Altered Gravity Simulated by Parabolic Flight and Water Immersion Leads to Decreased Trunk Motion

Abstract

Gravity is one of the important environmental factors that influence the physiologies and behaviors of animals and humans, and changes in gravity elicit a variety of physiological and behavioral alterations that include impaired movement coordination, vertigo, spatial disorientation, and perceptual illusions. To elucidate the effects of gravity on human physiology and behavior, we examined changes in wrist and trunk activities and heart rate during parabolic flight and the activity of wrist and trunk in water immersion experiments. Data from 195 person-time parabolas performed by eight subjects revealed that the trunk motion counts decreased by approximately half during ascending legs (hypergravity), relative to the data acquired before the parabolic flights. In contrast, the wrist activity remained unchanged. The results from the water immersion experiments demonstrated that in the underwater condition, both the wrist and trunk activities were significantly decreased but the latter decreased to a much lower level. Together, these data suggest that gravitational alterations can result in differential influences on the motions of the wrist and the trunk. These findings might be important for understanding the degeneration of skeleton and muscular system and performance of astronauts in microgravity.

Fig 1. Influences of parabolic flight on activity of wrist and trunk activities.

(A) Schematic representation of the parabolic flight profile. (B) The gravity levels that occurred during the parabolic flights and the blocks used for data collection (I-V). Block I: prior to parabola; block II: during hypergravity; block III: during hypogravity; block IV: during hypergravity; block V: prior after parabola. The duration of each block was 15 s. (C) The placements of Actiheart and Actiwatch on a human subject. (D) Trunk activity recorded by the Actiheart. The data are presented as the averages of 195 parabolas completed by seven subjects. (E) Wrist activity recorded by Actiwatch. Data are averages from the mean values of eight subjects. Statistical significance was determined with one-way repeated-measures ANOVA with Fisher’s least significance difference (LSD) post hoc test. The data are means ± SEs. The P values are shown to indicate significant differences.

Fig 2. Influences of parabolic flight on activity and heart rate.

(A) Changes in trunk and wrist activities during the five time blocks. The data obtained from seven subjects are presented as the average values of seven subjects, mean ± SE. The values in block I were normalized to 1.0. Statistical significance was determined by Student-t test. Data are mean ± SE, n = 7. (B) The heart rates during the five time blocks. The data obtained from seven subjects are averages of all tests completed by eight subjects. Statistical significance was determined with one-way repeated-measures ANOVA with Fisher’s least significance difference (LSD) post hoc test. Data represent mean ± SE, n = 195.The data are means ± SEs. The P values are shown to indicate significant differences.

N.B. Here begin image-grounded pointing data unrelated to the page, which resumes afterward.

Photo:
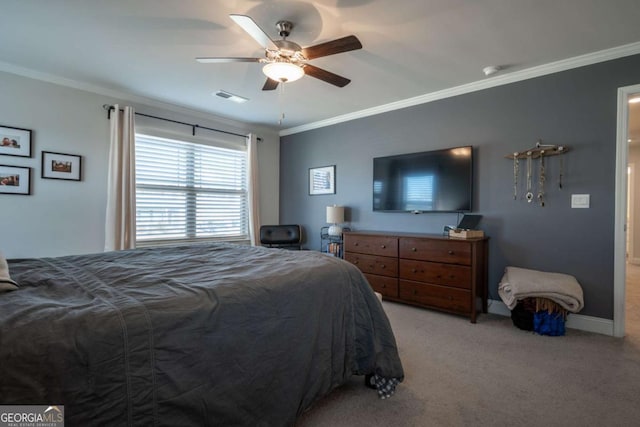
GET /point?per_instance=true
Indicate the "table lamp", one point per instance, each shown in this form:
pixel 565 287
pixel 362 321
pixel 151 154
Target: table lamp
pixel 335 216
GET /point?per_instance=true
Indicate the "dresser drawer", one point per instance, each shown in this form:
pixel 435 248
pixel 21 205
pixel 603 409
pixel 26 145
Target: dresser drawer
pixel 372 264
pixel 372 245
pixel 436 273
pixel 444 297
pixel 448 251
pixel 387 286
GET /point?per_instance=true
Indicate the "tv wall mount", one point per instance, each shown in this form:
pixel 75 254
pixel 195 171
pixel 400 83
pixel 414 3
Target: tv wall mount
pixel 540 151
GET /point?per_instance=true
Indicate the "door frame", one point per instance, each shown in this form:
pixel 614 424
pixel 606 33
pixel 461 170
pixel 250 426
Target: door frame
pixel 631 176
pixel 620 242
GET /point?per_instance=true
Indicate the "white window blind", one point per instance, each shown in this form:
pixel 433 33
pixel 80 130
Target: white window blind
pixel 189 192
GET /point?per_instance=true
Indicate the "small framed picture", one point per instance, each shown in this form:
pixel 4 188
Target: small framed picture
pixel 322 180
pixel 15 141
pixel 15 180
pixel 61 166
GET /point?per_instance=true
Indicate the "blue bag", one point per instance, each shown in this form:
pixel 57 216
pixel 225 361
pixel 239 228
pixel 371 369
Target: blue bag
pixel 546 323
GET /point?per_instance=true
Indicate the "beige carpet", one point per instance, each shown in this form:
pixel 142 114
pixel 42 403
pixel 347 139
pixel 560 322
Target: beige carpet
pixel 493 374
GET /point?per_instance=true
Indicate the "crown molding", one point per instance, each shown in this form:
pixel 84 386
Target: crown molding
pixel 130 97
pixel 498 80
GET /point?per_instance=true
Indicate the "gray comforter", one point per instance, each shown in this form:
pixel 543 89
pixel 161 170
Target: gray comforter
pixel 218 335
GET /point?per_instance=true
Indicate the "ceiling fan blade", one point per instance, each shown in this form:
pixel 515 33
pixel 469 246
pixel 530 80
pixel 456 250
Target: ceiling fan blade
pixel 220 60
pixel 250 26
pixel 326 76
pixel 270 84
pixel 345 44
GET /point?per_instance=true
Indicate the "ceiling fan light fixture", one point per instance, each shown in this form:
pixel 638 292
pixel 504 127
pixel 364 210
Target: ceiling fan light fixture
pixel 283 71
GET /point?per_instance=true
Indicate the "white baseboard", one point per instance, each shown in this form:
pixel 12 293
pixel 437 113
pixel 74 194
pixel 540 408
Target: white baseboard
pixel 574 321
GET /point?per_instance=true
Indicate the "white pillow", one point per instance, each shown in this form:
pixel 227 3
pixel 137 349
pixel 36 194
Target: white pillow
pixel 6 284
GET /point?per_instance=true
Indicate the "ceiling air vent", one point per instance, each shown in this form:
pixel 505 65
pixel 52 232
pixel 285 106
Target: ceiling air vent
pixel 231 97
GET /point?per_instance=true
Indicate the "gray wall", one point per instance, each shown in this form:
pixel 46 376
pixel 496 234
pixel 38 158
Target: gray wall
pixel 576 108
pixel 67 217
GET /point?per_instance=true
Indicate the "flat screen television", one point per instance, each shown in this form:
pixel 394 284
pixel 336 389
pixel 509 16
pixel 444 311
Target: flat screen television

Fig 3. Influence of water immersion on wrist and trunk activities.

(A) The placement of the Actiwatchs on a human subject. The Actiwatch on the chest was sealed in double-layered plastic bag and wrapped with bandage around chest along the dashed lines. (B) Wrist and trunk activities recorded by the Actiwatchs. The data represent means ± SEs, n = 22. (C) Changes in the trunk and wrist activities. The data are means ± SEs, n = 22. The values in block I were normalized to 1.0. Statistical significance was determined with Student-t test. (D) Schematic presentation of the changes in motion in the different gravity conditions.